I told her my fears: I had made difficult decisions with beloved dogs, but the length of a horse’s life and the sheer size of its body makes everything trickier. Debbie promised that, when the time came, she would send her husband out on his track hoe to dig the hole, never mind that they lived off-grid more than 30 kilometres away.
Now, I called Debbie to say I thought we were close. Then, I called Doc to say I thought we might not need him. It was finally daylight, but the sun hadn’t risen. Mike and I were shivering, so he slid into my place to hold Roany’s head and I ran to get sleeping bags. When I got back across the pasture, Roany’s head was still in Mike’s lap, but now he was struggling for breath.
“Touch him,” Mike said. I knelt and put my hand on his big red neck. Roany took one breath and then another and then the last breath he would take forever. “I think he was waiting until you got back.”
A moment later, the first rays of sun came over the hill, turning the sky electric. I crossed the pasture one more time to get Roany’s brushes to groom him for burial. Debbie’s husband, Billy Joe, had a dozen things to do that morning, but he arrived at the ranch not long after I called.

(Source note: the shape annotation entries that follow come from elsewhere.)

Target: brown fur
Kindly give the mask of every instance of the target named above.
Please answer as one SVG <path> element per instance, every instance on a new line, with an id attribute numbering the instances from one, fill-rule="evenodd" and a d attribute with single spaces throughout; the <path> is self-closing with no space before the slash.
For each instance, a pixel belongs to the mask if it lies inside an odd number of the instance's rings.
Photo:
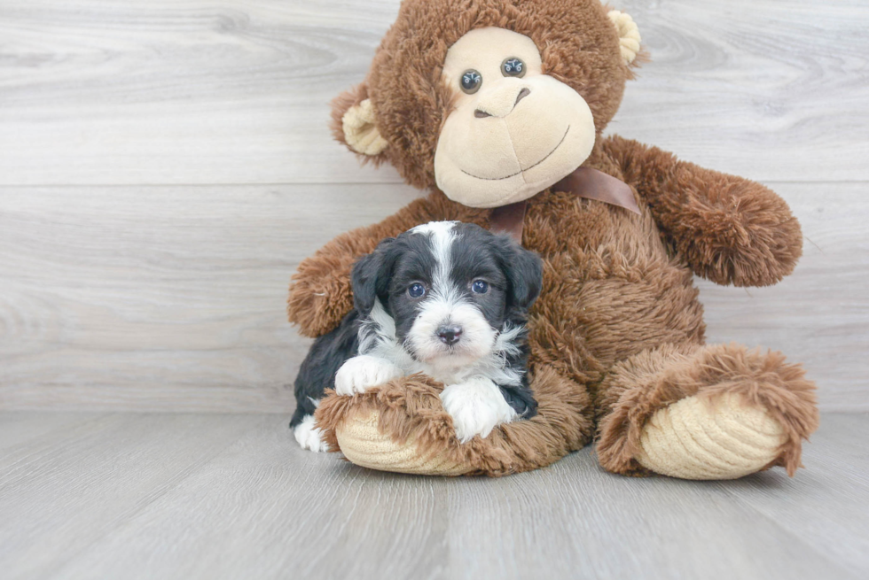
<path id="1" fill-rule="evenodd" d="M 439 81 L 450 44 L 472 28 L 499 26 L 530 36 L 544 68 L 589 102 L 599 131 L 615 114 L 630 73 L 599 0 L 405 0 L 366 83 L 334 103 L 334 120 L 366 96 L 405 180 L 433 187 L 437 135 L 450 95 Z M 335 126 L 337 128 L 337 126 Z M 336 132 L 341 139 L 341 134 Z M 531 387 L 539 414 L 461 445 L 441 407 L 440 385 L 409 377 L 364 395 L 331 396 L 317 418 L 333 446 L 348 414 L 377 409 L 380 429 L 412 437 L 423 453 L 467 460 L 504 475 L 547 465 L 591 439 L 601 465 L 637 474 L 639 432 L 654 411 L 694 394 L 735 391 L 782 423 L 775 464 L 793 474 L 801 440 L 818 424 L 813 385 L 779 353 L 705 346 L 693 274 L 724 284 L 767 285 L 789 274 L 802 251 L 796 220 L 781 198 L 753 182 L 677 160 L 617 136 L 600 138 L 584 164 L 633 188 L 641 215 L 547 189 L 528 200 L 523 243 L 544 260 L 544 289 L 529 318 Z M 290 320 L 307 336 L 334 328 L 352 305 L 350 265 L 384 237 L 420 223 L 488 224 L 489 211 L 439 192 L 380 224 L 344 234 L 294 276 Z"/>

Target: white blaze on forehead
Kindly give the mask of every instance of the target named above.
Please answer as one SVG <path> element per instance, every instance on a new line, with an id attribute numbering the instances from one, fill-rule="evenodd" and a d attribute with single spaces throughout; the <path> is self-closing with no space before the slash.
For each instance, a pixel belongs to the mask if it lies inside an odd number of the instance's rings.
<path id="1" fill-rule="evenodd" d="M 455 228 L 458 221 L 429 221 L 411 230 L 413 234 L 428 236 L 432 244 L 432 253 L 437 264 L 433 273 L 431 290 L 437 296 L 446 298 L 450 291 L 450 269 L 451 267 L 450 252 L 456 239 Z"/>

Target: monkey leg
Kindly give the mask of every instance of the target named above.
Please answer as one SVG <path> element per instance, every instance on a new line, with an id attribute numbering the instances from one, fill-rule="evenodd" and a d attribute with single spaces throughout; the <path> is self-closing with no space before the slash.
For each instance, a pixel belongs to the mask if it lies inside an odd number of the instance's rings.
<path id="1" fill-rule="evenodd" d="M 352 397 L 327 396 L 316 413 L 332 451 L 357 465 L 401 473 L 505 476 L 549 465 L 591 438 L 584 385 L 547 366 L 531 373 L 537 414 L 466 444 L 441 405 L 443 385 L 420 375 Z"/>
<path id="2" fill-rule="evenodd" d="M 814 384 L 780 352 L 669 345 L 615 365 L 600 385 L 598 458 L 608 471 L 735 479 L 793 476 L 818 427 Z"/>

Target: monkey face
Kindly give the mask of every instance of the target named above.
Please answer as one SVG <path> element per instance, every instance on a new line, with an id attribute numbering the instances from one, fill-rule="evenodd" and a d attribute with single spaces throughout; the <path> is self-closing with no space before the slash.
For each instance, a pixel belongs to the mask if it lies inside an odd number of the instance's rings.
<path id="1" fill-rule="evenodd" d="M 528 36 L 472 30 L 447 51 L 443 82 L 454 108 L 434 152 L 438 188 L 472 207 L 527 199 L 588 159 L 595 124 L 582 96 L 543 73 Z"/>

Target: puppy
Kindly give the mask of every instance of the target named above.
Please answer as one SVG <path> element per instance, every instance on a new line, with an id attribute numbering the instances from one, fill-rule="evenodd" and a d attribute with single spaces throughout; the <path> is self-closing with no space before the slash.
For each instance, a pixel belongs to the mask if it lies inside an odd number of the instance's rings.
<path id="1" fill-rule="evenodd" d="M 534 416 L 525 323 L 542 281 L 536 254 L 474 224 L 434 221 L 381 242 L 353 267 L 353 312 L 301 363 L 299 445 L 325 450 L 313 417 L 325 389 L 352 395 L 415 373 L 446 385 L 462 443 Z"/>

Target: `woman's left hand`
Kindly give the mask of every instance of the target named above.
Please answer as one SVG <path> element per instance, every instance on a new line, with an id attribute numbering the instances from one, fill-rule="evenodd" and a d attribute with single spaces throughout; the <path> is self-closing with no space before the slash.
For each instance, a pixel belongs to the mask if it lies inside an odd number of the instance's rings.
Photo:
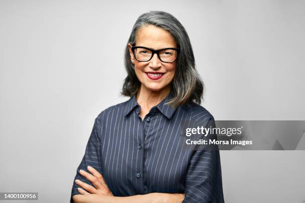
<path id="1" fill-rule="evenodd" d="M 76 180 L 75 183 L 83 188 L 82 189 L 79 188 L 78 189 L 78 192 L 82 195 L 92 194 L 113 196 L 112 193 L 108 188 L 102 175 L 96 170 L 90 166 L 88 166 L 87 168 L 93 175 L 82 170 L 80 170 L 79 172 L 81 175 L 91 182 L 95 188 L 79 180 Z"/>

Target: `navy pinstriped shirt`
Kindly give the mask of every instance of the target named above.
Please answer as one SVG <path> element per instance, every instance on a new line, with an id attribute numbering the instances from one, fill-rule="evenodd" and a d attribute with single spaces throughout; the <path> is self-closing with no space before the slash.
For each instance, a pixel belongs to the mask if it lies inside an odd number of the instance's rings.
<path id="1" fill-rule="evenodd" d="M 172 97 L 152 107 L 143 120 L 135 96 L 102 111 L 74 181 L 93 186 L 79 173 L 88 172 L 89 165 L 102 174 L 115 196 L 184 192 L 183 203 L 224 202 L 219 151 L 178 147 L 185 142 L 180 136 L 182 123 L 215 124 L 214 118 L 192 102 L 173 109 L 164 103 Z M 74 182 L 71 203 L 78 187 Z"/>

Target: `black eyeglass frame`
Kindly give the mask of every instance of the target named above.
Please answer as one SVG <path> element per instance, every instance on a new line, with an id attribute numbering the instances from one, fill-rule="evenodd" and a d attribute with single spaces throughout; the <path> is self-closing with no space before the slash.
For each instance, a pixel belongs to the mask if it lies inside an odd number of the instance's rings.
<path id="1" fill-rule="evenodd" d="M 137 56 L 136 56 L 136 53 L 135 53 L 135 49 L 137 48 L 143 48 L 144 49 L 148 49 L 150 51 L 152 51 L 152 56 L 151 57 L 151 58 L 149 60 L 148 60 L 147 61 L 141 61 L 139 59 L 138 59 L 137 58 Z M 165 49 L 172 49 L 172 50 L 176 50 L 177 51 L 177 56 L 176 56 L 176 58 L 175 58 L 175 59 L 172 61 L 171 61 L 170 62 L 166 62 L 165 61 L 163 61 L 161 58 L 160 58 L 160 56 L 159 55 L 159 53 L 162 50 L 164 50 Z M 157 54 L 157 56 L 158 56 L 158 58 L 159 58 L 159 59 L 160 60 L 160 61 L 162 61 L 163 63 L 172 63 L 173 62 L 174 62 L 176 59 L 178 57 L 178 55 L 179 55 L 179 53 L 180 53 L 180 49 L 178 49 L 176 48 L 163 48 L 162 49 L 151 49 L 150 48 L 148 47 L 144 47 L 144 46 L 133 46 L 132 47 L 132 51 L 133 51 L 133 53 L 134 53 L 134 56 L 135 56 L 135 58 L 138 61 L 141 61 L 141 62 L 147 62 L 148 61 L 150 61 L 152 58 L 152 57 L 153 57 L 153 55 L 156 53 Z"/>

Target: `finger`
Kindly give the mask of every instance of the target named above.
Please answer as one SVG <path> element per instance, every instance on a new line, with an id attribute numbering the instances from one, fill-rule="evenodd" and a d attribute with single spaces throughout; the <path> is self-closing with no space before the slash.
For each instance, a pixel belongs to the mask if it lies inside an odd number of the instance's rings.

I don’t know Debbie very well, and Billy Joe hardly at all, but as much as anything else this is a story about the way people in my town care for one another. When I tried to pay Billy Joe for his time, or even for gas, he shook his head and said, “An old cowboy doesn’t take money to bury an old horse.”
If there is such a thing as a good death, Roany had one. It was almost as if he had heard Mike’s offer and said, All right then, Wednesday, and how about in that stand of spruce on the other side of the hill? I’ve always said Roany was a horse who never wanted to cause anybody trouble. He remained that horse till the last second of his life and beyond.
Late that night, I watched the Perseids burn past my window and imagined my old Roany up there, muscles restored to their prime, and his shining burgundy coat alongside the white of Pegasus, both of them with their heads held high, and galloping.